Lightweight and Robust Chatter Detection Algorithms for Milling

Abstract

Most machining processes suffer from self-excited chatter vibrations that destroy the work surface and affect machine tool’s health. Therefore, accurate and timely detection of chatter vibrations is critical for productivity and longevity of the manufacturing equipment. This paper presents two different chatter detection algorithms for milling process by monitoring power spectrum of the vibration signal measured on the machine. Firstly, a real-time suitable computationally efficient approach is presented, which computes total spectral power of the vibration signal using time-domain variance operator and forced vibration power using moving Fourier transform.
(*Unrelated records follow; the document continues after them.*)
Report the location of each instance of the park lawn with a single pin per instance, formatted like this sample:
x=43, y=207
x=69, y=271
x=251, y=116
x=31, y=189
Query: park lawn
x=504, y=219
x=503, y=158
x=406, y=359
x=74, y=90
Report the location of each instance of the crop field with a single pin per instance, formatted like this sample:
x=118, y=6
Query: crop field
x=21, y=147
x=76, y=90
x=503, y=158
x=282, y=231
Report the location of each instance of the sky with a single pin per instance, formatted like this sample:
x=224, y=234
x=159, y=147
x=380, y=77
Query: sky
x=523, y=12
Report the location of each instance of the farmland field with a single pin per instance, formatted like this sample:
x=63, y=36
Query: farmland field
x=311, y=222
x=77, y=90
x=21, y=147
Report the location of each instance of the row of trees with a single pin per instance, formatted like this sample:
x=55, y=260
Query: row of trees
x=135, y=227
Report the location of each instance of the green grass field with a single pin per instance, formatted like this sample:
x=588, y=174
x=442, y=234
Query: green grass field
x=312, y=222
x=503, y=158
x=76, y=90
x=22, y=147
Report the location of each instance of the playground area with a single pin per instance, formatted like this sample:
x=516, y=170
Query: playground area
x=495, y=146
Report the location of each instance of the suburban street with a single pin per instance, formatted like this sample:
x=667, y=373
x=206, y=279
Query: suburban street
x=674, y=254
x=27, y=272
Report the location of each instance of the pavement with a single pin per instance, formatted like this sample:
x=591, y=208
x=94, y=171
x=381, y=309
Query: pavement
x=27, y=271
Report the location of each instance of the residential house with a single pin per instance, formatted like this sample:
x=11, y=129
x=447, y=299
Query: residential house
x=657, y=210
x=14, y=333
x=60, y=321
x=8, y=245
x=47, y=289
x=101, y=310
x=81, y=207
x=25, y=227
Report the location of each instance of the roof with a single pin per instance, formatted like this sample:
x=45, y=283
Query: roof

Power spectrum of chatter vibration is then evaluated by deducting the forced vibration component from the total signal power. The second method is based on Principal Component Analysis (PCA), which extracts the dominant harmonics of the measured vibration signal. Forced and chatter vibration harmonics are then clustered and labeled to evaluate the forced and chatter vibration powers based on their eigenvectors and eigenvalue magnitudes. For both methods, the power ratio (PR) is used to detect chatter. Once PR exceeds 0.5, chatter starts to dominate whole process, and it is detected. Both algorithms are experimentally tested in machining flexible workpieces. Results show that although both methods perform well on detecting chatter timely, computationally efficient algorithm gives false alarms for flexible workpiece while PCA based algorithm provides more robust chatter detection.